Disclaimer: no fatwa was issued during the making of Deepa Mehta’s epic adaptation of Midnight’s Children—although parts of the production did in fact take place, for security reasons, under the cover of a decoy title. (It’s not always easy being Salman Rushdie.) Based on the 1981 book that Indira Gandhi herself tried to censor (she successfully managed to have one sentence excised) the wildly ambitious story involves two newborns from opposite castes who are switched at birth at the very moment (the stroke of midnight on August 15, 1947) that India achieved independence. “Let the rich be poor and the poor be rich,” intones one of the countless quotable characters.

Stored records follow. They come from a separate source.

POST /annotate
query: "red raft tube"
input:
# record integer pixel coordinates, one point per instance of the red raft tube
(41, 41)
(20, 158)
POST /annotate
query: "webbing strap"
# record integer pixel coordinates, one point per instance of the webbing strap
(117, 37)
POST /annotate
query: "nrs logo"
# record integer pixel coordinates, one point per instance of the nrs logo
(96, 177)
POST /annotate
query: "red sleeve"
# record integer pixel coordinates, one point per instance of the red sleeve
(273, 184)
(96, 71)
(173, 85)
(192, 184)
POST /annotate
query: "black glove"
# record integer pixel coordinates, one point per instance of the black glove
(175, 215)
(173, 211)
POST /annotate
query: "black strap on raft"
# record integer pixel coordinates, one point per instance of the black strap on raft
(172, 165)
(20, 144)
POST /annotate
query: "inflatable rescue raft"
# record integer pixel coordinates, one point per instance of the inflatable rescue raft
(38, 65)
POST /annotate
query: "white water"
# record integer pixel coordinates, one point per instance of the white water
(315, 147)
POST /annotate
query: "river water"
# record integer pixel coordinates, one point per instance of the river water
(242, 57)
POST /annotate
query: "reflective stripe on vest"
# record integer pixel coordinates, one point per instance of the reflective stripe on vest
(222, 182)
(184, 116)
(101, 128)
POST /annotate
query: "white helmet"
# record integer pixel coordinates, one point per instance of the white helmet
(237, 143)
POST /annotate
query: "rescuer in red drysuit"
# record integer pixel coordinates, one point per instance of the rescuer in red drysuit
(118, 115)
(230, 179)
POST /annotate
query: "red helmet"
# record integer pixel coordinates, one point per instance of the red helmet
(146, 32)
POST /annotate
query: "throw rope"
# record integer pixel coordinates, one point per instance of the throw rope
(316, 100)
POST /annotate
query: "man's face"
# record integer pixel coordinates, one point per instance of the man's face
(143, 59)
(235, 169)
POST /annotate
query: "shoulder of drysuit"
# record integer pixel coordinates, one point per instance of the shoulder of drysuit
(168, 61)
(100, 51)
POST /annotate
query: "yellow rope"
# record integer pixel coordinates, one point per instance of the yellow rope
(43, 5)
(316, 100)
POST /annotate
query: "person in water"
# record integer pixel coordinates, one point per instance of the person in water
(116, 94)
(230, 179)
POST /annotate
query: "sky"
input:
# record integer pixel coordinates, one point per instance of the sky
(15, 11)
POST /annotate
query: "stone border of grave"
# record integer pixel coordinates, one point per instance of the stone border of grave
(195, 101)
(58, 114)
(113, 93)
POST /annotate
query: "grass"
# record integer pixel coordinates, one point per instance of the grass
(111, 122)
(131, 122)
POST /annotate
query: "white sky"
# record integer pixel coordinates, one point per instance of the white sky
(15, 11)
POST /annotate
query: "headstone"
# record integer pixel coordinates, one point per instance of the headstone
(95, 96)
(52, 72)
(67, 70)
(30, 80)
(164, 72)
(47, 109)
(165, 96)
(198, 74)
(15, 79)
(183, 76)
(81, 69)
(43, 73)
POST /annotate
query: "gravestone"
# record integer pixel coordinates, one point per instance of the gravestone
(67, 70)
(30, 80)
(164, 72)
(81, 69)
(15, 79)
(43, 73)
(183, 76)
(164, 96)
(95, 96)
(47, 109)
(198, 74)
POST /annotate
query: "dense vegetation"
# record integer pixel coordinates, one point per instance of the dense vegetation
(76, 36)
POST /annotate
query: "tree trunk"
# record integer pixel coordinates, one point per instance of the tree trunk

The Booker Prize–winning tome was considered unfilmable—perhaps because few have actually managed to finish reading it. Rushdie himself wrote the script, provides the voiceover (the unreliable narrator!), and has given the film his official seal of approval. So now, for us illiterates, there really is no excuse.

Mehta’s vision is appropriately grand. With lush color and meticulous detail, periodic bouts of magic realism, and wide-eyed performances, she creates a veritable cinematic monsoon of postcolonial dream storytelling (with occasional nightmare interludes). With so much going on, and on so many quasi-historic planes, the viewer can’t grasp any particular dramatic thread for very long. But, again, that doesn’t really matter: amidst all the exuberance on screen, a major literary work has been given a new and accessible form of life.